…um, gasp…heart booming…can’t breathe…I’m flirting with a…head thudding…with a heart attack…no pain just can’t speak…
9…ugh. I almost did ten jumping jacks. Going to keep trying, keep standing, bouncing in this living room until I do ten then another then, more, until I can jump rope like I did when I was a kid, stay here all day long, just jumping until everyone else quits and goes home.
I just bought a jump rope; it arrived last night. I tried to do ten jumps (turns?) and almost couldn’t walk to the couch. I’m old. I thought I could just take it out of the box and go, knock out thirty minutes a day, and it was thirty minutes before I had enough energy to get off the couch. What happened?
The benefits. 200 to 300 calories in 15 minutes. Full body workout. Improves cardiovascular endurance and heart health. Should be easier than calisthenics (should have been). A basic jump rope is cheap.

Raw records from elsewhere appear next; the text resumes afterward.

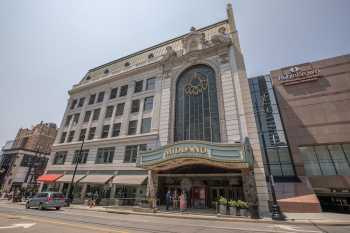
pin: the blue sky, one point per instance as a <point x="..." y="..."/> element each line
<point x="47" y="46"/>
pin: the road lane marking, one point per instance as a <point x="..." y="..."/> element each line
<point x="295" y="229"/>
<point x="66" y="224"/>
<point x="18" y="225"/>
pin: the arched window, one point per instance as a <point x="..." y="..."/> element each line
<point x="196" y="105"/>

8, 9, what!?! I can’t even do 10? 5. I stepped on the “rope”. It’s a thin piece of wire these days. 4. What?! Calm down. I haven’t jumped rope in over 35 years.
22, 23, 24… No! I got greedy. I had 20, I told myself to stop, then I decided to go to 25, just to show no one that I can still do it. And I missed.

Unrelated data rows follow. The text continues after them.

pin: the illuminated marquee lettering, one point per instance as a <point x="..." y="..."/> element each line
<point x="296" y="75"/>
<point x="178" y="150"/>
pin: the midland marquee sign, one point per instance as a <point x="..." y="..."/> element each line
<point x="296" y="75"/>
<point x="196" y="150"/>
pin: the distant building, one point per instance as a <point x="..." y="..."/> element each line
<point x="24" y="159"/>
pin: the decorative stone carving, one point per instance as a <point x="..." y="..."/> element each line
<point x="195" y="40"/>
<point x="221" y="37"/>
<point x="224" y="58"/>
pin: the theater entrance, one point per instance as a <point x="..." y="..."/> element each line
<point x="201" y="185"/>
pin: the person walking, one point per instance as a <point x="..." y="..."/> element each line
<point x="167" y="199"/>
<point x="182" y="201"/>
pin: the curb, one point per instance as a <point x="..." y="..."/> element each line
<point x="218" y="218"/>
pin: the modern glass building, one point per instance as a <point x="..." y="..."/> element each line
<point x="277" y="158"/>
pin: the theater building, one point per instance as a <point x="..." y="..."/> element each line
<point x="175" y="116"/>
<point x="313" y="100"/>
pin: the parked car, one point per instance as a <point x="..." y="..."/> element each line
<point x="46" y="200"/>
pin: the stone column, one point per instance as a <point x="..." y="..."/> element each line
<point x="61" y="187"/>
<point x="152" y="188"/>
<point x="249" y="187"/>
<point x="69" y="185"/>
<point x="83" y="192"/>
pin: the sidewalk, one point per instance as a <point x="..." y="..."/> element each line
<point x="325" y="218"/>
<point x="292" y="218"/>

Ten minutes later and I haven’t gotten past five. I don’t understand.
Why is this going to be harder than it looked in my head?
Find a video, see how it’s done. Elbows in. Wrists out. Shoulders back. Work the wrists, not the arms or shoulders. Jump no more than two inches from the ground. Where did all of this come from? Did we do all of that when we were kids?
I have never loved the feel of my insides bouncing up and down inside my body. But this is my chosen exercise, for now. So, tomorrow then.